Many cybersecurity trend reports include a prediction that “enterprise attack surfaces will continue to expand.” Gartner said this in 2022, and we reported it in the State of Cyber Assets Report, and it’s a trend we’re likely to see in perpetuity. But what is the attack surface, anyway? This quick guide will define the terms you need to understand.
Cyber Attack Surface Definition and Reality
Attack surface refers to the total number of exposed weaknesses or attack vectors where attackers can access a system. These attack vectors (or entry points) may be physical or digital.
Senior Forrester Analyst, Jess Burn, further clarifies, “Your attack surface is more than what’s internet-accessible — it’s your entire environment, and there’s a tremendous opportunity to integrate the external visibility from ASM tools and processes with internal security controls, the CMDB, and other asset and tracking and management platforms to completely map all the connections and assets in an enterprise.”
Cybersecurity professionals use the term ‘attack surface’ to describe the totality of all potential entry points into their environment, and may refer to a particular organization’s attack surface as ‘large’ or ‘small’ based on the relative number of potential entry points. Smaller attack surfaces, by definition, are more secure.
In “A Tacky Graph and Listless Defenders: Looking Beneath the Attack Surface,” the JupiterOne research team explains why larger attack surfaces present more opportunities for attackers:
“Attackers have it much easier [than defenders]. They simply need to steal credentials and try paths until they eventually find a high-value asset. This highlights the fact that defenders have to be right every time, while attackers only need to be right once.”
Digital Attack Surface
The digital attack surface includes all of the hardware and software that connects to an organization’s network and has access to that organization’s data.
Physical Attack Surface
The physical attack surface refers to physical points of entry, from literal doors into office buildings to ports, USB devices, cell phones, laptops, etc.
Understanding Cyber Attack Surface Management
Attack surface management is an emerging cybersecurity practice that Gartner categorizes under ‘Exposure Management.’ It is the practice of continuously understanding and reducing your attack surface.
In Gartner’s 2022 ‘Innovation Insight for Attack Surface Management,’ analysts frame the practice of attack surface management as asking, “‘What does my organization look like from an attacker’s point of view, and how should it find and prioritize the issues attackers will see first?”
Using Cyber Asset Attack Surface Management to Reduce Your Attack Surface
Cyber Asset Attack Surface Management, or CAASM, is defined by Gartner as technology that “enables organizations to see all assets (internal and external) through API integrations with existing tools, query against the consolidated data, identify the scope of vulnerabilities and gaps in security controls, and remediate issues.”

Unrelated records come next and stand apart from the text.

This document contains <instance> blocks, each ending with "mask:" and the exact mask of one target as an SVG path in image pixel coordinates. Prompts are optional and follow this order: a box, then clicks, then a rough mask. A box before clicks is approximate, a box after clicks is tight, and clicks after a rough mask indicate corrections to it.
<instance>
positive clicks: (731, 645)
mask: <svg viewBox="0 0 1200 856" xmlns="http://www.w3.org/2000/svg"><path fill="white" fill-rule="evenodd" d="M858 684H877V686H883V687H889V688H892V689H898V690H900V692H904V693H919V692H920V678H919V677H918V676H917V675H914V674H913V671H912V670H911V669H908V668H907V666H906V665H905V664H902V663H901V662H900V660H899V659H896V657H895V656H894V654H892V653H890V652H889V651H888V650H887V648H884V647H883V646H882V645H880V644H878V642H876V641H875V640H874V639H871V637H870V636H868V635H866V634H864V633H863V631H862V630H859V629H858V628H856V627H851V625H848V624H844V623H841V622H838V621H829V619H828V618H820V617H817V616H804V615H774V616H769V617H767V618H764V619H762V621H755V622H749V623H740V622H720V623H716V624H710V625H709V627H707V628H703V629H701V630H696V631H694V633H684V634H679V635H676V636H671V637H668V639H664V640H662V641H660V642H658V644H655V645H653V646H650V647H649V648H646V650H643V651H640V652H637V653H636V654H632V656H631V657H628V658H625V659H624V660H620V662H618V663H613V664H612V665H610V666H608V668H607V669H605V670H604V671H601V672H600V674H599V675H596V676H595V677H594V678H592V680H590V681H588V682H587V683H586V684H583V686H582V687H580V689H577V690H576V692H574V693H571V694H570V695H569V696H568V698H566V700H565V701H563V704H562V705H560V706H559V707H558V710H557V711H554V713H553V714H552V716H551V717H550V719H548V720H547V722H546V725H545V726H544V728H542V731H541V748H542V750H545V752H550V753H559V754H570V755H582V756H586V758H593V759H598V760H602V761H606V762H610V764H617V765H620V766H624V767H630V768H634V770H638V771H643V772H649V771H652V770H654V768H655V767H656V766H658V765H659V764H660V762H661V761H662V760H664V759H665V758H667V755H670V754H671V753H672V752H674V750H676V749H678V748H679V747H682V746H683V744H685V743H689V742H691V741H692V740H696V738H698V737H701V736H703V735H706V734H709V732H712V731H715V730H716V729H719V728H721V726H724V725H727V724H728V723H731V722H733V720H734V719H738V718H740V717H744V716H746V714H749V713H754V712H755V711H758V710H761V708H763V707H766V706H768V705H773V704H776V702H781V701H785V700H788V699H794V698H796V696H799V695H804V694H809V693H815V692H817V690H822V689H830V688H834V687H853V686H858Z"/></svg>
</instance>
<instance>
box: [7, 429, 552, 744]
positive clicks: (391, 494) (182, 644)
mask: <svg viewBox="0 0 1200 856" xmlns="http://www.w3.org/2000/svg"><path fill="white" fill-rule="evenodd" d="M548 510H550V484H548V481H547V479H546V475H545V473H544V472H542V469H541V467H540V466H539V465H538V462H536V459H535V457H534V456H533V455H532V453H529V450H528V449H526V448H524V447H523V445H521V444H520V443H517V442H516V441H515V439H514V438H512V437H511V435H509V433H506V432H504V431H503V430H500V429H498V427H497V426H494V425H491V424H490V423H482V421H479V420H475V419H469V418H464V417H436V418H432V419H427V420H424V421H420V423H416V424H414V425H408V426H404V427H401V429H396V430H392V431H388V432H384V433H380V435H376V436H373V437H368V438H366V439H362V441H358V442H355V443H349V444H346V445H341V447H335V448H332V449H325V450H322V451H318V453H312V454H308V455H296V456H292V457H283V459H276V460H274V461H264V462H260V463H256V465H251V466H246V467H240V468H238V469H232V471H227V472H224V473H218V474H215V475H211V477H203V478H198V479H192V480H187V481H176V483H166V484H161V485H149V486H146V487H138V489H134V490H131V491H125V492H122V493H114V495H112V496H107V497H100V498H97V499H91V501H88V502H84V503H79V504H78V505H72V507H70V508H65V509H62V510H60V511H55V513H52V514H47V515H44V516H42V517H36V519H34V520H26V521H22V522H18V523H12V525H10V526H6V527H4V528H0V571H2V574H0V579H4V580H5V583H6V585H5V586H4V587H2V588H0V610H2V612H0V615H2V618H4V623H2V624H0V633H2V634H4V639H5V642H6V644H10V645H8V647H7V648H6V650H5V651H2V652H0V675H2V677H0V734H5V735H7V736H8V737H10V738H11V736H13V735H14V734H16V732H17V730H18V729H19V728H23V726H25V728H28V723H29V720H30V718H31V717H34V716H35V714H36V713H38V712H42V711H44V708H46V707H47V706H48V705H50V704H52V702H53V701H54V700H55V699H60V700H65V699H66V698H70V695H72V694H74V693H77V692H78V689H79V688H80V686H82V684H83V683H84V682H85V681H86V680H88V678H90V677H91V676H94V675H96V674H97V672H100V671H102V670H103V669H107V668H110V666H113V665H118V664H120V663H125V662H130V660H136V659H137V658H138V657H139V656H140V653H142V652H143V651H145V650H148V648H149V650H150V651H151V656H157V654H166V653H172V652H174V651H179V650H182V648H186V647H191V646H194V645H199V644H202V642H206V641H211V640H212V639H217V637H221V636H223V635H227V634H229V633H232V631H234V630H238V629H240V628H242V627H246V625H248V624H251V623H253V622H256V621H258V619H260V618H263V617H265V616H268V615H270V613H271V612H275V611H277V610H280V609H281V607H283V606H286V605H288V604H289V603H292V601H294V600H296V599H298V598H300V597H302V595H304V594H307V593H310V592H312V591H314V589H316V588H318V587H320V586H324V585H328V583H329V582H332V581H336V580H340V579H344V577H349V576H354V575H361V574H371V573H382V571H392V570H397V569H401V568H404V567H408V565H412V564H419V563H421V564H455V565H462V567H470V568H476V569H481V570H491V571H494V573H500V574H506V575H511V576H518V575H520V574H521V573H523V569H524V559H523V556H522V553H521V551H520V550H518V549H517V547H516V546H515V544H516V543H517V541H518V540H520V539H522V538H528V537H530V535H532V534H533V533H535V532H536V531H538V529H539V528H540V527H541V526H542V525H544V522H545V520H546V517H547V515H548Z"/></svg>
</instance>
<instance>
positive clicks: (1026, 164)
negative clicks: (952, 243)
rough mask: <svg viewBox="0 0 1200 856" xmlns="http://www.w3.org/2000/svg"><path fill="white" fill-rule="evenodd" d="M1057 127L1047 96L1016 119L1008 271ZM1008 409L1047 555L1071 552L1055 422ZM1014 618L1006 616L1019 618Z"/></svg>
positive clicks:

Attack surface management requires you to eliminate or secure attack vectors, but you can’t secure what you can’t see. This is where CAASM can help.
Manage Your Cyber Attack Surface with JupiterOne
JupiterOne is a CAASM solution that can help you reduce your attack surface by 150%, according to this Total Economic Impact report commissioned from Forrester Consulting.
JupiterOne provides you full context across your attack surface by leveraging a graph database to give insight into where your assets are, how they relate to each other, and the scope of vulnerabilities and attacks that threaten your security.
With the JupiterOne questions library, you can also query your data for consumable answers to complex questions such as:
- Which hosts are vulnerable?
- Are data stores encrypted at rest?
- What is my blast radius for vulnerable user endpoints?
- Show me all inbound SSH firewall rules across my network environments
- Do inactive Okta users have any applications or tokens assigned?
By knowing this information, you can proactively take the appropriate actions to improve your security posture and reduce your attack surface each day.